Intervention de Cécile Untermaier

Réunion du jeudi 25 juin 2020 à 9h05
Commission d'enquête sur les obstacles à l'indépendance du pouvoir judiciaire

Photo issue du site de l'Assemblée nationale ou de WikipediaCécile Untermaier :

Pour les frais de justice, je pense qu'effectivement de gros progrès ont été faits, vous avez su combler l'arriéré. Mais ces frais ne peuvent pas être un puit sans fond où l'on puiserait de manière irresponsable. Même si je pense qu'il y a là une question de liberté et d'indépendance, je pense aussi qu'il y a une responsabilité.

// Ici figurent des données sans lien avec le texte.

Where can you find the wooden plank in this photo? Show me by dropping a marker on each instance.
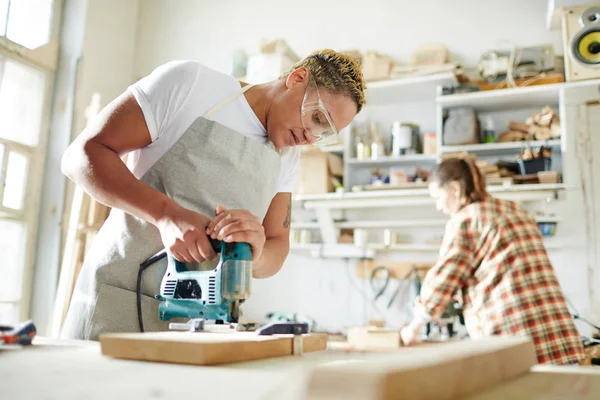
(398, 270)
(444, 372)
(204, 348)
(71, 257)
(373, 338)
(548, 383)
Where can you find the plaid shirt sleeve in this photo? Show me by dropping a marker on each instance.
(449, 274)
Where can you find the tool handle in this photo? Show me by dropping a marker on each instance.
(283, 328)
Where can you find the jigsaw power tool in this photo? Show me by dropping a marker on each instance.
(208, 295)
(212, 295)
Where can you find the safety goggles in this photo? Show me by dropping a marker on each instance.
(315, 118)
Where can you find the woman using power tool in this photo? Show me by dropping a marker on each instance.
(197, 139)
(493, 253)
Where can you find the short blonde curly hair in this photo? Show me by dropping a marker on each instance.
(336, 72)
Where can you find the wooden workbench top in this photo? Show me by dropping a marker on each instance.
(58, 370)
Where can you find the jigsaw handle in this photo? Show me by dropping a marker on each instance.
(238, 251)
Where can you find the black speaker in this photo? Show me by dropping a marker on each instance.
(581, 41)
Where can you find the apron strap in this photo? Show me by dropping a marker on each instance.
(226, 101)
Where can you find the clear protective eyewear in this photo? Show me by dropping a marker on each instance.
(315, 118)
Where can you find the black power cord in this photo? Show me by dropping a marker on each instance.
(158, 256)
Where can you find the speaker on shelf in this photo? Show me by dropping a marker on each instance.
(581, 42)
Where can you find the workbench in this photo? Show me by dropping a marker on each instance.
(70, 370)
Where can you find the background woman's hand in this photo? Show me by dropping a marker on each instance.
(238, 226)
(183, 233)
(409, 334)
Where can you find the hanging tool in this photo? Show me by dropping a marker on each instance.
(21, 334)
(386, 280)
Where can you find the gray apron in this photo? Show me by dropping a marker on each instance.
(209, 165)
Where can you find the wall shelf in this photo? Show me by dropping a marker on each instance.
(336, 149)
(372, 250)
(485, 148)
(373, 197)
(393, 160)
(504, 99)
(415, 89)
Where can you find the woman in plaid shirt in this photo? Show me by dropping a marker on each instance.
(493, 253)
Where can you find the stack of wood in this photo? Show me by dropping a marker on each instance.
(493, 174)
(544, 125)
(82, 222)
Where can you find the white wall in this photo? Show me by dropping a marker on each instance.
(97, 56)
(210, 32)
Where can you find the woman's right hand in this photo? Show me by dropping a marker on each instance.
(183, 233)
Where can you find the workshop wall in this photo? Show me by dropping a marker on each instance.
(210, 32)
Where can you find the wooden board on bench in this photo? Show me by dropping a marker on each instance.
(204, 348)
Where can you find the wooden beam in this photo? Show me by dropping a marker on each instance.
(204, 348)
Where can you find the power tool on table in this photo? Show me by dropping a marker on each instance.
(212, 295)
(21, 334)
(208, 295)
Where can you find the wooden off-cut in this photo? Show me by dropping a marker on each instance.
(204, 348)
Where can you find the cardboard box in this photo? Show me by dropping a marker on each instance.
(316, 171)
(376, 66)
(267, 67)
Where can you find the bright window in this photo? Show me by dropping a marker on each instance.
(26, 22)
(24, 113)
(21, 102)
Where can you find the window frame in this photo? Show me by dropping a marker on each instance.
(44, 59)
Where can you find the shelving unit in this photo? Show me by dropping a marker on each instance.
(489, 148)
(373, 250)
(391, 160)
(420, 88)
(504, 99)
(395, 100)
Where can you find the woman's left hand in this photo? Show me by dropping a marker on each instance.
(238, 226)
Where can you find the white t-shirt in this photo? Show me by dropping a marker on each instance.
(175, 94)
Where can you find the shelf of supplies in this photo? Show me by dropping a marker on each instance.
(305, 225)
(371, 250)
(504, 99)
(415, 89)
(415, 223)
(405, 247)
(333, 251)
(393, 160)
(482, 148)
(417, 197)
(336, 149)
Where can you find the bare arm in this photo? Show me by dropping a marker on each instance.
(269, 239)
(93, 162)
(277, 233)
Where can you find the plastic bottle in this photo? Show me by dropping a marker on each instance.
(489, 134)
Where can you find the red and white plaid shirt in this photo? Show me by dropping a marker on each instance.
(493, 252)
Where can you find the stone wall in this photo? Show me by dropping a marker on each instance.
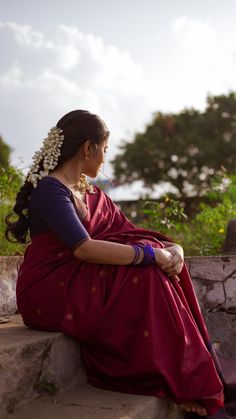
(214, 280)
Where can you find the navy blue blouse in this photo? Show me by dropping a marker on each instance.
(52, 208)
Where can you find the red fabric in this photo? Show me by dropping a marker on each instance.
(140, 331)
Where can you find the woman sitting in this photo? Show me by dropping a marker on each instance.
(122, 291)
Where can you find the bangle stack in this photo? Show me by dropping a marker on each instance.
(148, 255)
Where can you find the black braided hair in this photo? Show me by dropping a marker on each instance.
(78, 126)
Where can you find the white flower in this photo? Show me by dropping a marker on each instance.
(47, 156)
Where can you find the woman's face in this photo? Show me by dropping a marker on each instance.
(94, 164)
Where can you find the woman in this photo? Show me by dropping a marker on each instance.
(90, 273)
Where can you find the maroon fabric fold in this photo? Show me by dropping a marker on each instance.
(140, 331)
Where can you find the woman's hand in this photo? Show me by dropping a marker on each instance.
(175, 265)
(162, 256)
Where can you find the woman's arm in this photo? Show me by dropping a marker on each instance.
(175, 265)
(104, 252)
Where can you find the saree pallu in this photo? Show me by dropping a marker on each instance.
(140, 331)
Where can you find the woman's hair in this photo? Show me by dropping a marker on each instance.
(78, 126)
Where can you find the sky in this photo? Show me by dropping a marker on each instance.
(124, 60)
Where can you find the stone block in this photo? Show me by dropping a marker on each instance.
(230, 291)
(31, 361)
(87, 402)
(212, 268)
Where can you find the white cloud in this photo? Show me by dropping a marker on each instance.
(44, 75)
(204, 61)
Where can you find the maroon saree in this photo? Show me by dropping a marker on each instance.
(140, 331)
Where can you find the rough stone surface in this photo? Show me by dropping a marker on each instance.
(30, 360)
(222, 328)
(230, 239)
(8, 273)
(86, 402)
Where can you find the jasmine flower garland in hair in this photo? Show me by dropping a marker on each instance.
(48, 156)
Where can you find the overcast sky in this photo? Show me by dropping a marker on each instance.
(122, 59)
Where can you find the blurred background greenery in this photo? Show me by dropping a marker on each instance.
(193, 151)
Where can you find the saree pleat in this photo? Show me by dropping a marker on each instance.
(140, 331)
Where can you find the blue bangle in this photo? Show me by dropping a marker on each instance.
(149, 255)
(136, 255)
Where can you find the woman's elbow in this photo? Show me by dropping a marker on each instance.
(83, 251)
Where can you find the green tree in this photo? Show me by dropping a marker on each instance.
(10, 182)
(185, 149)
(5, 152)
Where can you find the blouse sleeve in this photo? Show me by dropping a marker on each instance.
(51, 201)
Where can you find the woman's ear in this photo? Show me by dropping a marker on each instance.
(87, 148)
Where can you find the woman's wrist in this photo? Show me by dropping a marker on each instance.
(143, 255)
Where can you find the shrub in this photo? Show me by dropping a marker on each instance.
(10, 182)
(204, 234)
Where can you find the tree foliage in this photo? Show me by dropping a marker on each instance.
(10, 182)
(184, 149)
(5, 152)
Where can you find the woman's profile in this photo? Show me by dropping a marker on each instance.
(122, 291)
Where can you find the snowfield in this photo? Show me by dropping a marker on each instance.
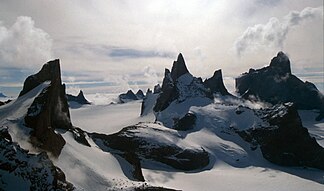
(232, 167)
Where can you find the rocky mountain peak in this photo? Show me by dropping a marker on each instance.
(50, 72)
(49, 109)
(79, 98)
(215, 84)
(179, 68)
(139, 94)
(281, 63)
(275, 84)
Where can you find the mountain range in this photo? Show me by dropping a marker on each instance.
(184, 130)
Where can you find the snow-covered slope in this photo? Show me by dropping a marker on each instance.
(233, 164)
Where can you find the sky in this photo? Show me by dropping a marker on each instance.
(114, 45)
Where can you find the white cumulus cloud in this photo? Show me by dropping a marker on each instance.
(274, 33)
(22, 45)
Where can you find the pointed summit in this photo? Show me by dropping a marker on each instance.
(179, 68)
(281, 63)
(216, 84)
(50, 72)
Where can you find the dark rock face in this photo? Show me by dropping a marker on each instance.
(2, 95)
(79, 98)
(285, 142)
(275, 84)
(216, 84)
(128, 140)
(133, 159)
(179, 85)
(157, 89)
(49, 110)
(178, 68)
(5, 102)
(168, 92)
(186, 123)
(130, 96)
(139, 94)
(37, 172)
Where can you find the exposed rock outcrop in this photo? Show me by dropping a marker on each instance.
(157, 89)
(186, 123)
(285, 142)
(5, 102)
(141, 141)
(130, 96)
(178, 85)
(276, 84)
(23, 171)
(49, 110)
(78, 99)
(148, 102)
(2, 95)
(216, 84)
(139, 94)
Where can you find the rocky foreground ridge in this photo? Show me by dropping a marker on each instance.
(183, 105)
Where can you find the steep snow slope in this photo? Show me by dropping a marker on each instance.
(108, 118)
(315, 128)
(233, 166)
(89, 168)
(12, 114)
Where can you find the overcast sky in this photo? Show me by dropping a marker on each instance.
(127, 42)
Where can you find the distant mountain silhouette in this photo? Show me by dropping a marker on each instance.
(276, 84)
(78, 99)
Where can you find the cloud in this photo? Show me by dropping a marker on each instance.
(23, 45)
(133, 53)
(274, 33)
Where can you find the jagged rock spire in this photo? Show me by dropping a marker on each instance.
(281, 63)
(49, 109)
(216, 84)
(50, 72)
(179, 68)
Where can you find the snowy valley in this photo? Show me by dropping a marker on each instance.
(188, 134)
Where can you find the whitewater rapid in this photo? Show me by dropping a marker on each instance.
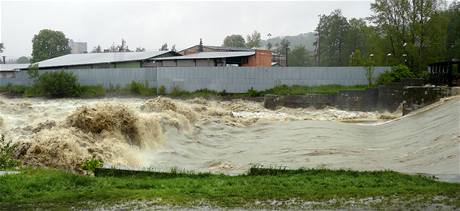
(230, 136)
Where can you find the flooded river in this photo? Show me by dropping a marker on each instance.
(229, 136)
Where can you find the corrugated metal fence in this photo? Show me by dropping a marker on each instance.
(230, 79)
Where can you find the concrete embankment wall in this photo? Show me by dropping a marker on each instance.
(230, 79)
(382, 98)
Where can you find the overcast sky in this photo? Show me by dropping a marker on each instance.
(149, 24)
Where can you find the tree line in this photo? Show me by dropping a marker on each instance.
(411, 32)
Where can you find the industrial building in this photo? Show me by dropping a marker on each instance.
(208, 48)
(253, 58)
(9, 70)
(105, 60)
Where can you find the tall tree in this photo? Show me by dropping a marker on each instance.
(253, 40)
(235, 41)
(453, 32)
(269, 45)
(48, 44)
(299, 56)
(331, 32)
(405, 24)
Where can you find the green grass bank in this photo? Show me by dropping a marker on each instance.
(257, 189)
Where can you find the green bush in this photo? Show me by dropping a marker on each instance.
(16, 90)
(6, 154)
(397, 74)
(59, 84)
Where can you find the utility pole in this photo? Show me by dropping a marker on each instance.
(287, 52)
(318, 42)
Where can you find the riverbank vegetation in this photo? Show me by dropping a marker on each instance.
(139, 89)
(259, 187)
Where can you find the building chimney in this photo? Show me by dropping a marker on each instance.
(200, 47)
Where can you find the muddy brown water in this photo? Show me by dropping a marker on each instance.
(228, 137)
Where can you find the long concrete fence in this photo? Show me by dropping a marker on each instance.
(230, 79)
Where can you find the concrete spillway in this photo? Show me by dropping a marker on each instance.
(230, 136)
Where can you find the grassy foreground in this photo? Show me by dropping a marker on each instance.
(42, 187)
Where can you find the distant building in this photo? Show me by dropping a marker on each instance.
(105, 60)
(9, 70)
(208, 48)
(204, 55)
(253, 58)
(78, 47)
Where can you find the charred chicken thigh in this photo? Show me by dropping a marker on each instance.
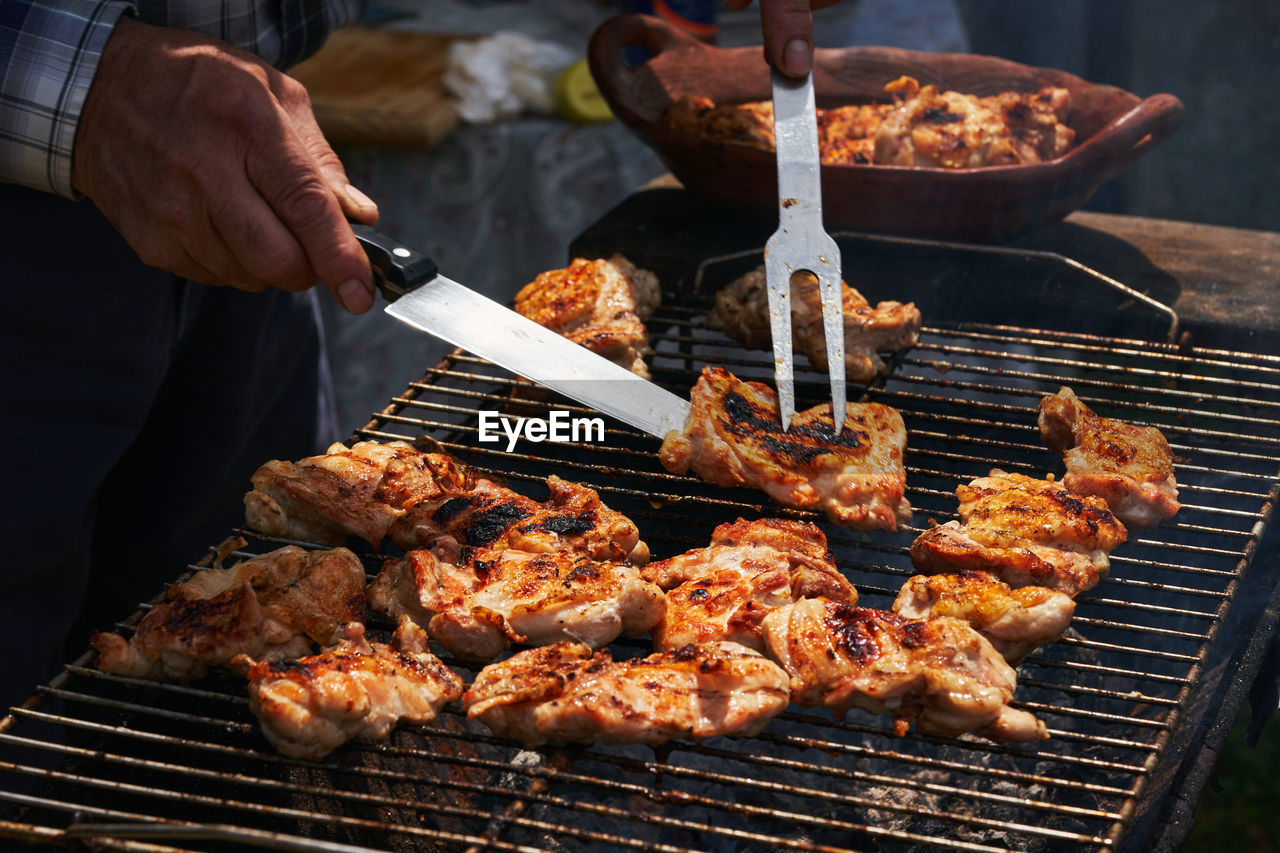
(493, 516)
(1127, 465)
(275, 605)
(598, 304)
(956, 131)
(1014, 620)
(565, 693)
(749, 123)
(1027, 532)
(940, 673)
(743, 313)
(734, 437)
(307, 707)
(750, 568)
(493, 598)
(355, 491)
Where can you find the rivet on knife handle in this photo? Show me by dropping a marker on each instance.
(801, 243)
(397, 268)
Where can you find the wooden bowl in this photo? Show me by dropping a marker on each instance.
(1112, 128)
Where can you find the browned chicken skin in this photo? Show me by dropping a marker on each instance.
(743, 313)
(599, 304)
(1014, 620)
(937, 673)
(493, 598)
(846, 135)
(350, 492)
(565, 693)
(275, 605)
(1127, 465)
(955, 131)
(359, 689)
(493, 516)
(922, 127)
(749, 123)
(734, 437)
(723, 591)
(1027, 532)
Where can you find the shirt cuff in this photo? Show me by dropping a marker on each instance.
(53, 56)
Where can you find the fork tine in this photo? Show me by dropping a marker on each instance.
(800, 242)
(833, 333)
(777, 277)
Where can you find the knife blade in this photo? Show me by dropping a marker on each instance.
(420, 296)
(801, 243)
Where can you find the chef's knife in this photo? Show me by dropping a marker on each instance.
(801, 243)
(424, 299)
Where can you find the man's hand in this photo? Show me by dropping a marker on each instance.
(787, 27)
(210, 164)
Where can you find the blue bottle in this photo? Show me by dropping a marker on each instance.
(695, 17)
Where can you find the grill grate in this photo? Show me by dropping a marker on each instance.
(167, 765)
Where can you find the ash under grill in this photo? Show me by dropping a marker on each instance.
(103, 755)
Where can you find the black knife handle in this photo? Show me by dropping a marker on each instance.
(397, 268)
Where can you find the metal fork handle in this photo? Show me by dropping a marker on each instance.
(800, 242)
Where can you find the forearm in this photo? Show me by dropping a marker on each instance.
(49, 53)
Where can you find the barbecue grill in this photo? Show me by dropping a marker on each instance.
(1155, 665)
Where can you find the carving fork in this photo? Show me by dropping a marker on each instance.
(801, 243)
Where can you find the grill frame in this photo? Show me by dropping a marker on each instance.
(1220, 667)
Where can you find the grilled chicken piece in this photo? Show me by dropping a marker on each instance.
(938, 673)
(740, 123)
(1127, 465)
(734, 437)
(599, 304)
(359, 689)
(1014, 620)
(563, 693)
(955, 131)
(1027, 532)
(743, 313)
(846, 135)
(494, 598)
(723, 591)
(275, 605)
(350, 492)
(493, 516)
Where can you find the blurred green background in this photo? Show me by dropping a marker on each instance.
(1239, 810)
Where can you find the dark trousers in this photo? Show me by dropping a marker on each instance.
(133, 409)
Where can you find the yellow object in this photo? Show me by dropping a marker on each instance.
(576, 96)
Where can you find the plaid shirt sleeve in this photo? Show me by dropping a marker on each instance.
(50, 49)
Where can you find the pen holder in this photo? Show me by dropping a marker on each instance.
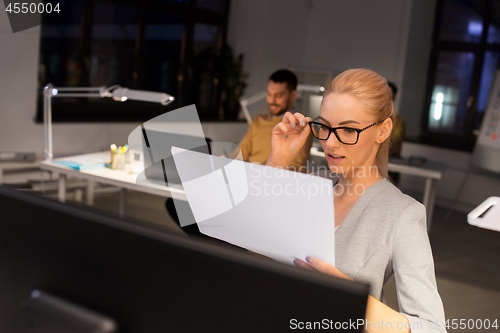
(117, 161)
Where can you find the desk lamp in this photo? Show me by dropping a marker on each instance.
(245, 102)
(115, 92)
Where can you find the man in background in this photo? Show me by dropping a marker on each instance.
(256, 144)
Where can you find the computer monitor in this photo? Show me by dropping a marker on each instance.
(110, 270)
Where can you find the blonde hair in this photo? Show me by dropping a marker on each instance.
(376, 95)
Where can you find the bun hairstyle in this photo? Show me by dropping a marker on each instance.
(376, 95)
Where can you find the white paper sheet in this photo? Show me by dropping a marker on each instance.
(278, 213)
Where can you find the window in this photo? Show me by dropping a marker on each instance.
(168, 46)
(464, 60)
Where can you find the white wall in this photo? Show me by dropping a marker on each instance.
(358, 33)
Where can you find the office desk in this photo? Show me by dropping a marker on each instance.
(124, 179)
(431, 171)
(5, 166)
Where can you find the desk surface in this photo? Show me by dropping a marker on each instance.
(120, 178)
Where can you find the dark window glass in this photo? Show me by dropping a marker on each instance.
(113, 42)
(450, 95)
(494, 29)
(461, 20)
(162, 50)
(170, 46)
(215, 5)
(205, 46)
(491, 66)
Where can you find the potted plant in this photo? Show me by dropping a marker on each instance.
(232, 82)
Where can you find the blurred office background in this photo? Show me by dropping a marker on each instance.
(442, 54)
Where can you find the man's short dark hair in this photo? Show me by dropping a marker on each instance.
(284, 75)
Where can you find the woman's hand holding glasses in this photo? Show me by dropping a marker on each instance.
(287, 138)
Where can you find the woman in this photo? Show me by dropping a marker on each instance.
(380, 230)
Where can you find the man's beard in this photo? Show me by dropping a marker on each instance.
(281, 110)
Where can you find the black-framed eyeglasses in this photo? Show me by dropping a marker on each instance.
(346, 135)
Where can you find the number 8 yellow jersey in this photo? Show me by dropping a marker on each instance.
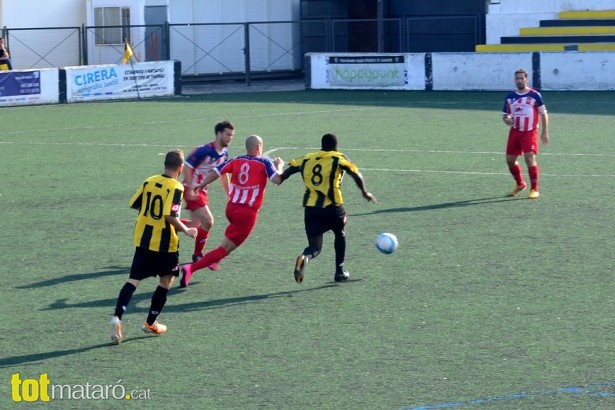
(322, 173)
(159, 196)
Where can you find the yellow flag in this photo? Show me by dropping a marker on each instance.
(127, 53)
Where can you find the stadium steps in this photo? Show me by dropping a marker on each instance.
(591, 30)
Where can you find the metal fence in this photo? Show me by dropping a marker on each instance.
(241, 50)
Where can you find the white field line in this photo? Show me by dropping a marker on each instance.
(273, 150)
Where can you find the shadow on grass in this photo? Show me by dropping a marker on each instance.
(176, 292)
(35, 358)
(445, 205)
(60, 280)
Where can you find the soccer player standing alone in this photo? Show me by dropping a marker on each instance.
(521, 111)
(200, 162)
(159, 201)
(322, 173)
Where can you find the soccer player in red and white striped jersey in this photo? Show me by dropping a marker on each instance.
(249, 176)
(522, 110)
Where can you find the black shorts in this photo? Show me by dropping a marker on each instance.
(147, 263)
(320, 220)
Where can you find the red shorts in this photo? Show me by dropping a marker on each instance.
(520, 142)
(201, 201)
(242, 221)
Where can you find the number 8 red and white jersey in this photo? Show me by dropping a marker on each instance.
(249, 175)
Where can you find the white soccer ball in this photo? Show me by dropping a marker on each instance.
(386, 243)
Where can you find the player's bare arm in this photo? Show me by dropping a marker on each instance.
(209, 178)
(180, 226)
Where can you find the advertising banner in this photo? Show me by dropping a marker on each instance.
(367, 71)
(29, 87)
(107, 82)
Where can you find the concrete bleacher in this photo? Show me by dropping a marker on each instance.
(587, 30)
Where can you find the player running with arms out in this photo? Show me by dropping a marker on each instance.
(249, 176)
(521, 111)
(322, 173)
(159, 201)
(201, 161)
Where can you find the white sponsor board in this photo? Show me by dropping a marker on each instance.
(108, 82)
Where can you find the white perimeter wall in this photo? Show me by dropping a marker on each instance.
(507, 17)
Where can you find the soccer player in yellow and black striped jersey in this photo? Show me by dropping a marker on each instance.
(158, 201)
(322, 174)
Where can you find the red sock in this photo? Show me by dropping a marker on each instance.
(534, 171)
(515, 170)
(213, 256)
(200, 241)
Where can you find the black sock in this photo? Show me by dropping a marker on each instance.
(159, 298)
(124, 299)
(339, 245)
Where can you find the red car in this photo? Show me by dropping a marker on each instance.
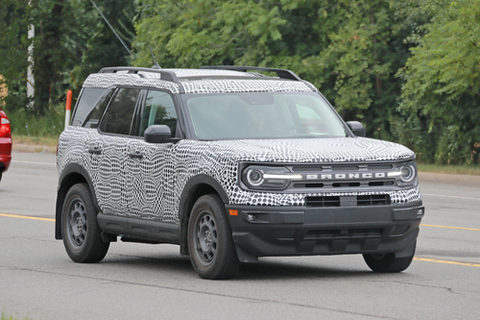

Je viens d'une juridiction administrative où le recours à l'expertise ne relevait pas simplement d'un juge d'instruction se précipitant sur une expertise pour asseoir son statut et, quelquefois, acheter en quelque sorte son indépendance. Je pourrais citer des mesures d'instruction qui n'avaient aucun sens. Elles sont prises par un juge d'instruction qui exprime ainsi son indépendance, en utilisant les moyens et les possibilités dont il dispose. Il me semble que d'une manière responsable, tous ensemble, nous devons réfléchir à cette question et voir si ce n'est pas par le recours à la collégialité, à la discussion entre magistrats, que, dans des dossiers très sensibles, la mesure d'expertise doit quelquefois être prise. Je tenais à le dire en contrepoint de cette idée que le recours à l'expertise est nécessairement la garantie de l'indépendance : il faut également y adosser la pertinence, la responsabilité.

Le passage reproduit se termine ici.